Yesterday a flaw was discovered in one of the core components of Linux. The bug was quickly named “Ghost” and got its own logo. And when a bug has a name and a logo, it’s generally not a good sign. So what did we do in the last 24 hours to protect our customers? Exactly what we did with previous Internet-threatening bugs such as Heartbleed, Poodle and Shellshock: be the first provider in the Netherlands to fix the whole server farm.
How does the Linux Ghost flaw work?
At the core of every Linux system is a library that handles generic tasks. One of these tasks is translating names to IP addresses, such as “www.byte.nl” into “184.108.40.206” and so on. But somebody discovered that when you ask it to translate a specifically crafted name, the system will crash. And, depending on the input, you can make it do other things than translating. Such as – let’s get creative – installing a backdoor on your system.
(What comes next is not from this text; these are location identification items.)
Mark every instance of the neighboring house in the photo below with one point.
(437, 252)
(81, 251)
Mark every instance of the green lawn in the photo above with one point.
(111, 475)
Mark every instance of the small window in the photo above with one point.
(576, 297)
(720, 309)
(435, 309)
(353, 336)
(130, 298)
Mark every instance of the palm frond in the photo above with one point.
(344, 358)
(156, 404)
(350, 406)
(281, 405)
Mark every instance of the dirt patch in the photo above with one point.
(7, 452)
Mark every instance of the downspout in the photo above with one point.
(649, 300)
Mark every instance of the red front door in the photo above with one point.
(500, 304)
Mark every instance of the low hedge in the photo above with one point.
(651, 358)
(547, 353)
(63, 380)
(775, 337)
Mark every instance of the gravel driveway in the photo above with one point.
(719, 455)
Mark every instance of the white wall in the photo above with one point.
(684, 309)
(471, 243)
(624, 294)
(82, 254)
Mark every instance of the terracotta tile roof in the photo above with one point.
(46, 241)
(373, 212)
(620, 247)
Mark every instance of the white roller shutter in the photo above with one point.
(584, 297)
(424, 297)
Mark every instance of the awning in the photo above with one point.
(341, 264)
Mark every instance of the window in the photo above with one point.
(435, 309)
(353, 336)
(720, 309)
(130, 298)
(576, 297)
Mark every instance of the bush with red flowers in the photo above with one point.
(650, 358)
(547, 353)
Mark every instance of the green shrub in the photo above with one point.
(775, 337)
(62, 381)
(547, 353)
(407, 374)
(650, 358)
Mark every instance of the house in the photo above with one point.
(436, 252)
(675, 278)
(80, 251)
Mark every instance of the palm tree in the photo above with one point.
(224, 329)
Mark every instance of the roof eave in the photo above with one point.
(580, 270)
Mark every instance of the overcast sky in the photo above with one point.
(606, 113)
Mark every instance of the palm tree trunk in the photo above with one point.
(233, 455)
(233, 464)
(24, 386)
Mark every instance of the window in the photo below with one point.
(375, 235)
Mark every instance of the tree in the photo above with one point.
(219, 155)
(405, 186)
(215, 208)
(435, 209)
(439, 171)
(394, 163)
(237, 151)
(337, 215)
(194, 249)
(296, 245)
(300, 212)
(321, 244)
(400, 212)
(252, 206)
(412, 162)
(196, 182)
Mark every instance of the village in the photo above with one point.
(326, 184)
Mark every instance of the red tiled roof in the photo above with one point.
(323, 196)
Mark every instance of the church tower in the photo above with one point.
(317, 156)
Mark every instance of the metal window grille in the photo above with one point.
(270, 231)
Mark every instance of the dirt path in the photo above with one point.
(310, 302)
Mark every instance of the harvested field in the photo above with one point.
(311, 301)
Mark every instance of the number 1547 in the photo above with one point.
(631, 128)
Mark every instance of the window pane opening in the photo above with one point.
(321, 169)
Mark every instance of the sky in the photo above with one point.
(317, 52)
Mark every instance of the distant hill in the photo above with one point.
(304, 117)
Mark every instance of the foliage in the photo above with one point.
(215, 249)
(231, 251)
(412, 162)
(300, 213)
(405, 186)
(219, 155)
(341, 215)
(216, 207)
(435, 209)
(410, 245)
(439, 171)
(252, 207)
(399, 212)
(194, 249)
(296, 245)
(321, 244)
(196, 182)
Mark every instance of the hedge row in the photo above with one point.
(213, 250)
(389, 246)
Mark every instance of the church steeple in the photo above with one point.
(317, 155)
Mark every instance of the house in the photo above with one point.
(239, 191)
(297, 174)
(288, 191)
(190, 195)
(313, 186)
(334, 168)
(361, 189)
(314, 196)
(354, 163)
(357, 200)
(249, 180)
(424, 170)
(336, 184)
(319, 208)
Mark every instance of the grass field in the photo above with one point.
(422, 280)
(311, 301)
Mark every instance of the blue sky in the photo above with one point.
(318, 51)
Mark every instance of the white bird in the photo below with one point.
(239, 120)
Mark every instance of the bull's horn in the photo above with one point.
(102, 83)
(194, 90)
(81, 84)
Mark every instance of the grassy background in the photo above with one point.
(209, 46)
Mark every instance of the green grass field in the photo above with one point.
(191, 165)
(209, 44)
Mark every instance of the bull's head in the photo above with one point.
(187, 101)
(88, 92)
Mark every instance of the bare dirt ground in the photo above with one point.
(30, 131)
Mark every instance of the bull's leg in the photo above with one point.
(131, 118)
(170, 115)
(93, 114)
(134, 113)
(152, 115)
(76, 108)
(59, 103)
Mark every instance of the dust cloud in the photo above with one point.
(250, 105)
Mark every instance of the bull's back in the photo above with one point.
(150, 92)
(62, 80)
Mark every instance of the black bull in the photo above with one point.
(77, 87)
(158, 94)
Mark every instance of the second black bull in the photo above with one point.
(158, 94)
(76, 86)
So, you might say, how can somebody else force your system to translate a particular name? There happen to be a gazillion ways to do this. For example, when you enter your email address on a site, it will do a translation on the domain part of your email address.
What did Byte do?
The bug was published yesterday at the end of the day. Our team gathered on Whatsapp and Skype to discuss the impact and it was agreed upon that swift action was required. Debian and Ubuntu were really quick to provide fixed system packages. Installing these on all of our hundreds of servers was a breeze, thanks to the automation we have set up for exactly this purpose. However, just upgrading was not enough, as all of the running services (ftp, web, php, mysql, time, redis etc etc) would require a restart to load the updated code. For most services this is trivial, however restarting a busy database server might take up to 15 minutes.
So our database specialist team got together and came up with a very clever procedure to failover all of our database servers to the standby replicators, so that restarting would not affect our customers’ uptime.
And so it happened. At 1:58 in the night our efforts had payed off and all systems were declared “SAFE!”.